Setelah sempat dinilai berjalan lambat bahkan nyaris mandek selama hampir satu tahun, kasus tersebut kini dipastikan terus berproses dengan dibentuknya tim pemeriksa baru.
Terduga pelaku berinisial AJW, yang sebelumnya menjabat sebagai Penjabat (Pj.) Kepala Desa di wilayah Kecamatan Blora, kini bertugas sebagai Kepala Seksi (Kasi) Pembangunan di Kantor Kecamatan Bogorejo.
Untuk mengusut tuntas dugaan pelanggaran disiplin tersebut, Pemkab Blora membentuk tim pemeriksa baru yang melibatkan sejumlah instansi terkait, termasuk Kecamatan Bogorejo sebagai tempat AJW saat ini bertugas.
Salah satu anggota tim pemeriksa baru adalah Camat Bogorejo, Ruswanto. Saat ditemui di ruang kerjanya, Rabu (15/7/2026), ia membenarkan keterlibatannya dalam tim tersebut dan mengaku masih mempelajari secara mendalam berkas perkara yang diterimanya.
"Memang kemarin sudah ada pertemuan awal bersama Bapak Asisten I Sekda, BKD, Bagian Hukum Setda Blora, Inspektorat, dan saya sebagai anggota tim baru.

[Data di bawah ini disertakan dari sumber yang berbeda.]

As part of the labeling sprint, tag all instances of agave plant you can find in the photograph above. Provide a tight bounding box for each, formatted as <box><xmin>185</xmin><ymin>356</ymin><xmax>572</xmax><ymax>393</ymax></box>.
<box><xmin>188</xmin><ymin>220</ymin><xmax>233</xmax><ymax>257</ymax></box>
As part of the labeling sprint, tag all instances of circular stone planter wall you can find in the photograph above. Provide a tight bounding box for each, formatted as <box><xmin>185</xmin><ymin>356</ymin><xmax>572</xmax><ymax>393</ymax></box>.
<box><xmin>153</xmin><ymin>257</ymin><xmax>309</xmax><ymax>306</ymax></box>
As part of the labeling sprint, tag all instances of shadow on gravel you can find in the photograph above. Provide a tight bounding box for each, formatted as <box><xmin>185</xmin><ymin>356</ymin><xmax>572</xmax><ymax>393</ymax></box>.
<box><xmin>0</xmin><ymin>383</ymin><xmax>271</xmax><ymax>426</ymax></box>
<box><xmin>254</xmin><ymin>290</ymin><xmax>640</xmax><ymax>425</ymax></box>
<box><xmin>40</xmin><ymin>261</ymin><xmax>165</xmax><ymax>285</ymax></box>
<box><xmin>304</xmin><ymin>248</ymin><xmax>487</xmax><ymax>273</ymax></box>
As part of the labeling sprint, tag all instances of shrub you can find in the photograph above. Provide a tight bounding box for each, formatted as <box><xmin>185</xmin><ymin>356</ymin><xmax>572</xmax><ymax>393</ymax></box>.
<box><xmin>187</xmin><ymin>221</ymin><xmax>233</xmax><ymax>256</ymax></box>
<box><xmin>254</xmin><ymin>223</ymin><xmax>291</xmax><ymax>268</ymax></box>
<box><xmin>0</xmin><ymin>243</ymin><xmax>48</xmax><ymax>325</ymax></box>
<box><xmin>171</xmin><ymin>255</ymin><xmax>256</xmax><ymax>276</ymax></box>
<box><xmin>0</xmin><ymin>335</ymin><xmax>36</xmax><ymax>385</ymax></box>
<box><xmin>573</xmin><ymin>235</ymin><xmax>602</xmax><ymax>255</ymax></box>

Saya saat ini masih mempelajari kasus tersebut karena memang baru mengetahui detail perkaranya," ujar Ruswanto.
Ia menjelaskan, keterlambatan penanganan maupun minimnya informasi yang diterimanya disebabkan dugaan perselingkuhan itu terjadi ketika AJW masih bertugas di wilayah administratif Kecamatan Blora Kota.
"Sebelumnya yang bersangkutan masih bertugas di Kecamatan Blora Kota pada masa Pak Hadi. Sekarang sudah pindah ke Kecamatan Bogorejo. Kemarin saya juga berdiskusi dengan Bu Era dari BKD mengenai kasus ini. Saat ini mungkin baru sekitar 30 persen kronologi yang saya pahami," jelasnya.
Meski baru bergabung dalam proses pemeriksaan, Ruswanto menegaskan akan menjalankan tugasnya secara profesional sesuai kewenangan yang dimiliki. Ia berkomitmen mempelajari seluruh fakta dan dokumen sebelum mengambil langkah lebih lanjut.
Sebagai tindak lanjut, tim pemeriksa baru juga telah menjadwalkan pemanggilan sejumlah saksi untuk memperjelas kronologi serta mengumpulkan bukti-bukti pendukung dalam proses pemeriksaan.
"Kalau saya tentu berusaha profesional sesuai porsi saya. Karena saat ini yang bersangkutan berada di wilayah kerja saya, maka saya akan mempelajari kasusnya secara mendalam. Dalam waktu dekat direncanakan akan ada pertemuan atau pemeriksaan bersama para saksi," pungkasnya.